EE.UU. y Argentina compiten directamente en mercados agrícolas como la soya, y algunos empresarios norteamericanos sostienen que el plan otorga ventajas a los exportadores argentinos.
Durante la conferencia de prensa, Trump evitó responder cuando un periodista le preguntó si el rescate financiero era coherente con su política nacionalista.
Bessent, en cambio, defendió la medida como una “inversión estratégica”, afirmando que evitar un colapso argentino “es poner a Estados Unidos primero”.
Una economía en el límite
Desde que asumió el poder, Milei ha impulsado reformas drásticas para reducir el déficit fiscal, frenar la inflación y estabilizar el tipo de cambio. Pero el país se quedó sin dólares, sin margen para nuevos préstamos del FMI y con una creciente fuga de capitales.
En la Casa Blanca, el mandatario atribuyó la crisis a “ataques políticos” de la oposición, mientras celebró la llegada del auxilio estadounidense como “un voto de confianza”.
Según el comunicado oficial del Tesoro, Washington confía en que los cambios estructurales del gobierno argentino “aumenten significativamente las exportaciones y generen un flujo constante de dólares” en el futuro.
Un salvavidas político para Milei
La intervención de Estados Unidos llega en un momento político crítico para Milei, a semanas de las elecciones legislativas que definirán su capacidad de gobernar. Su coalición, La Libertad Avanza, tuvo resultados decepcionantes en Buenos Aires el mes pasado, lo que desató pánico en los mercados.
Si repite un mal desempeño el 26 de octubre, será mucho más difícil aprobar futuras reformas económicas. El swap de monedas con EE.UU. podría ayudar a estabilizar el peso y, con ello, su imagen ante los votantes.
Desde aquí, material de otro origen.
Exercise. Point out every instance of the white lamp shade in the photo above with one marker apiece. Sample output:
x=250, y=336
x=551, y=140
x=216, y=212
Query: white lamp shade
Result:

Evita además una devaluación drástica que habría disparado los precios y acelerado la pérdida de apoyo popular.
Sin embargo, las encuestas muestran que Milei enfrenta una caída en popularidad por el aumento del costo de vida y los escándalos de corrupción, incluso uno que involucra a su hermana.
El nuevo respaldo de Trump no solo tiene implicancias financieras, sino también políticas. Reforzar a Milei en plena campaña consolida una alianza ideológica transcontinental, pero también polariza a Washington, donde no todos comparten la idea de apostar por un presidente argentino en dificultades.
Como suele ocurrir con Trump, su estrategia combina diplomacia y cálculo electoral: apoyar a Milei envía una señal a América Latina, pero también a los votantes estadounidenses, recordándoles que su política exterior —como su eslogan— sigue girando en torno a una idea: “Estados Unidos primero”.